From: Daniel Vetter <daniel.vetter@ffwll.ch>
To: Intel Graphics Development <intel-gfx@lists.freedesktop.org>
Cc: Daniel Vetter <daniel.vetter@ffwll.ch>
Subject: [PATCH 5/6] drm/i915: clear up wedged transitions
Date: Wed, 14 Nov 2012 17:14:07 +0100 [thread overview]
Message-ID: <1352909648-21514-6-git-send-email-daniel.vetter@ffwll.ch> (raw)
In-Reply-To: <1352909648-21514-1-git-send-email-daniel.vetter@ffwll.ch>
We have two important transitions of the wedged state in the current
code:
- 0 -> 1: This means a hang has been detected, and signals to everyone
that they please get of any locks, so that the reset work item can
do its job.
- 1 -> 0: The reset handler has completed.

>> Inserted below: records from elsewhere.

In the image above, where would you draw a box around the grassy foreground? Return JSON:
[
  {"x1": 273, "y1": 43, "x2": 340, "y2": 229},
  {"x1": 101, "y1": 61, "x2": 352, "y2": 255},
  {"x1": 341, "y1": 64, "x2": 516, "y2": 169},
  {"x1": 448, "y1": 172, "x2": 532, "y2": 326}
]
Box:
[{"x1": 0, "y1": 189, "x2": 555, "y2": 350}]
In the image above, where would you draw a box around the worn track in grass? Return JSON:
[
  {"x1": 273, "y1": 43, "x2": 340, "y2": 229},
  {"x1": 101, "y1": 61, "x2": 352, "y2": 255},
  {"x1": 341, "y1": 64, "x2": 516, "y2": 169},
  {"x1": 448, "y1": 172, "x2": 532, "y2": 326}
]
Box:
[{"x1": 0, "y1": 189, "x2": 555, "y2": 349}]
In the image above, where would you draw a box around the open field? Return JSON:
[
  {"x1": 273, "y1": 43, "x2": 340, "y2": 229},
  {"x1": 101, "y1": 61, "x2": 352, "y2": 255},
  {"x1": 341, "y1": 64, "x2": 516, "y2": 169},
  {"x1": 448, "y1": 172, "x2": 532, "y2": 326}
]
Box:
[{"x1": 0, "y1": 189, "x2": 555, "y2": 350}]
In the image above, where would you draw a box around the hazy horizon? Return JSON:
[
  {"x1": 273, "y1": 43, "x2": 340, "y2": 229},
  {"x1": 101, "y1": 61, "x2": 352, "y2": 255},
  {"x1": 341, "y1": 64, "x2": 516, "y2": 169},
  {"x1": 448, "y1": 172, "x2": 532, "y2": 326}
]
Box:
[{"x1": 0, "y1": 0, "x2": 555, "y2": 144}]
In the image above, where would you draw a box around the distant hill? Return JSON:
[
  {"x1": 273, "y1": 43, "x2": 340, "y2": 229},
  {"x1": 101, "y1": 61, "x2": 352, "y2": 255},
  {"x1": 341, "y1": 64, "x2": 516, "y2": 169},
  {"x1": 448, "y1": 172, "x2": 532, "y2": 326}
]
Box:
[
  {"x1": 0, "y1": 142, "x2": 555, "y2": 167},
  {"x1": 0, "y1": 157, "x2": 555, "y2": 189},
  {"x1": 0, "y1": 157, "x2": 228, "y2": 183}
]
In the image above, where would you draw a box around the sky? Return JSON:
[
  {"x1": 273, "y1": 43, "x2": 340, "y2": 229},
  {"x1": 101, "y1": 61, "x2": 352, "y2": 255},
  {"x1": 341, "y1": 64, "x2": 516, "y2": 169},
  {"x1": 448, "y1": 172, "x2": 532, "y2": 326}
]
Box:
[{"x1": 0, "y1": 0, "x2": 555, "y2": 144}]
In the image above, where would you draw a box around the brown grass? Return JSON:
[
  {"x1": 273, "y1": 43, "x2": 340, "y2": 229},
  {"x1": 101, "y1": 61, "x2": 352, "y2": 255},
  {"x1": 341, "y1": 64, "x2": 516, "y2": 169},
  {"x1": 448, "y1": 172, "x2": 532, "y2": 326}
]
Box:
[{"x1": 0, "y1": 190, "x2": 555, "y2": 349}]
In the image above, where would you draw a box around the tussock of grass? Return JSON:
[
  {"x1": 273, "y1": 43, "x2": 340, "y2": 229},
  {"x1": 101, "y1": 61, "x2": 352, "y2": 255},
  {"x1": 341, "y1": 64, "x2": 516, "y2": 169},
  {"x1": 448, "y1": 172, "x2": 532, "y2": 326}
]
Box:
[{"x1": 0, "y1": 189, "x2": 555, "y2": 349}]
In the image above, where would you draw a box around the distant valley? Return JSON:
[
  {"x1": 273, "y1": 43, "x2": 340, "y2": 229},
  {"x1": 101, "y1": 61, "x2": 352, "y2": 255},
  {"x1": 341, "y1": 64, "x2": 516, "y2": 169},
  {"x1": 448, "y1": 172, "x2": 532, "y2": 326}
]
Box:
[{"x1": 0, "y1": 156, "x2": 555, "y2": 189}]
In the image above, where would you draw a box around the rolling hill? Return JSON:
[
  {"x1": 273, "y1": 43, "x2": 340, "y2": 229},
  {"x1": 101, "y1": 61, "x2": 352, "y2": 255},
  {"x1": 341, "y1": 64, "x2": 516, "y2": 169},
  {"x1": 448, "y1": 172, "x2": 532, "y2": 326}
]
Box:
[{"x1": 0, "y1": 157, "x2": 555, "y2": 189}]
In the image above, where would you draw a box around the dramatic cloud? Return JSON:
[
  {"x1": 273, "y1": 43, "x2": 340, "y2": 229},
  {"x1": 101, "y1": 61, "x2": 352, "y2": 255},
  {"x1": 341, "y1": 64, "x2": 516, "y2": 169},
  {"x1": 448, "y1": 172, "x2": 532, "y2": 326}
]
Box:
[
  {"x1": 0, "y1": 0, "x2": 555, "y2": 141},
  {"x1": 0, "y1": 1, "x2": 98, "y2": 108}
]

Now the last transition mixes up two states: "Reset completed and
successful" and "Reset failed". To distinguish these two we do some
tricks with the reset completion, but I simply could not convince
myself that this doesn't race under odd circumstances.
Hence split this up, and add a new terminal state indicating that the
hw is gone for good.
Also add explicit #defines for both states, update comments.
v2: Split out the reset handling bugfix for the throttle ioctl.
v3: s/tmp/wedged/ sugested by Chris Wilson. Also fixup up a rebase
error which prevent this patch from actually compiling.
Signed-Off-by: Daniel Vetter <daniel.vetter@ffwll.ch>
---
drivers/gpu/drm/i915/i915_drv.h | 17 ++++++++++++++++-
drivers/gpu/drm/i915/i915_gem.c | 37 +++++++++++--------------------------
drivers/gpu/drm/i915/i915_irq.c | 23 +++++++++++++++--------
3 files changed, 42 insertions(+), 35 deletions(-)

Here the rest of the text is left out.